Soccer is played on artificial grass all over the world, as are many other sports, Council play grounds and cricket pitches and a thousand other community uses. It is a very common commodity today. Many of the newer churches today have artificial grass near their entrances.
Schools, Churches .....
Churches too have moved with the times and many of the children ministry areas are now artificial grass and some even have welcome areas which display artificial grass.
Late last year I attended a Carols by Candlelight combined schools function held at St Joseph's College in Tweed Heads and again I noticed that the main thoroughfare in to the school environs exhibited artificial grass. It was simply a case of better student management, with no more wet and muddy shoes in a very rainy climate.

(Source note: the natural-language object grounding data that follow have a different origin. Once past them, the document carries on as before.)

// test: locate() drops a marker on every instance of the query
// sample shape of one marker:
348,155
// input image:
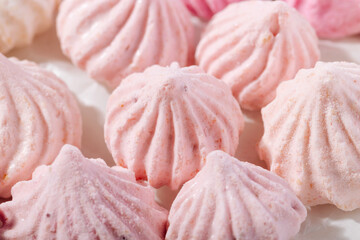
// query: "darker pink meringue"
162,123
80,198
331,18
230,199
312,134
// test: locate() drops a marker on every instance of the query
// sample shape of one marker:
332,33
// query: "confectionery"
312,134
255,45
230,199
112,39
330,18
41,116
80,198
162,123
21,21
205,9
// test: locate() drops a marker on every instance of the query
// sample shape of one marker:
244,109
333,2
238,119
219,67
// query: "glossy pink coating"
80,198
39,115
255,45
111,39
230,199
312,134
162,123
330,18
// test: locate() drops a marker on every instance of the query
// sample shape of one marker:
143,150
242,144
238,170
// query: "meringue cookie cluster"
178,126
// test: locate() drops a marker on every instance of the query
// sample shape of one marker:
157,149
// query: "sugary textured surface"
39,115
162,123
255,45
230,199
205,9
111,39
79,198
330,18
21,20
312,134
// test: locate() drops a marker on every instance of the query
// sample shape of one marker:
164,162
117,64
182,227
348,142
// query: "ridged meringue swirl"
205,9
255,45
312,134
21,20
162,123
230,199
330,18
111,39
40,115
80,198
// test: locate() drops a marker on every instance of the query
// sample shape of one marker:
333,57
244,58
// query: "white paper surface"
323,222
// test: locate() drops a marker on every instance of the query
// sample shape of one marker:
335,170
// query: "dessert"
162,123
79,198
112,39
312,134
255,45
39,115
230,199
330,18
205,9
21,21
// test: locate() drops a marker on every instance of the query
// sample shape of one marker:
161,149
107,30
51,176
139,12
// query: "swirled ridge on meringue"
230,199
21,20
162,123
330,18
80,198
111,39
255,45
205,9
312,134
39,115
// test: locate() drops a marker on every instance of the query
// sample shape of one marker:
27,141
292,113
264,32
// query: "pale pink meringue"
162,123
205,9
79,198
39,115
312,134
21,21
111,39
331,18
230,199
255,45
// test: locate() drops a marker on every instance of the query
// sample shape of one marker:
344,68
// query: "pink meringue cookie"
330,18
205,9
162,123
111,39
21,21
312,134
255,45
39,115
80,198
230,199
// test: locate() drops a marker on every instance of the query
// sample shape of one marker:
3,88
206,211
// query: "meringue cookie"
111,39
205,9
230,199
162,123
79,198
330,18
39,115
312,134
255,45
21,21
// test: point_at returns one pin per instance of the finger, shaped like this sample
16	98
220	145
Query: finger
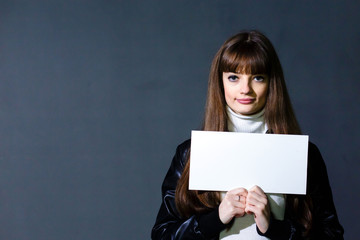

My wife Delma and I on a Saturday morning often drive up to Point Danger at Tweed Heads, sit on the grass and I read the bible to her. I'm quite sure that I could order a bible with an artificial grass cover and no one would see the camouflaged bible and all those strange looks would disappear.
Dr Mark Tronson is a Baptist minister (retired) who served as the Australian cricket team chaplain for 17 years (2000 ret) and established Life After Cricket in 2001. He was recognised by the Olympic Ministry Medal in 2009 presented by Carl Lewis Olympian of the Century. He has written 24 books, and enjoys writing. He is married to Delma, with four adult children and grand-children.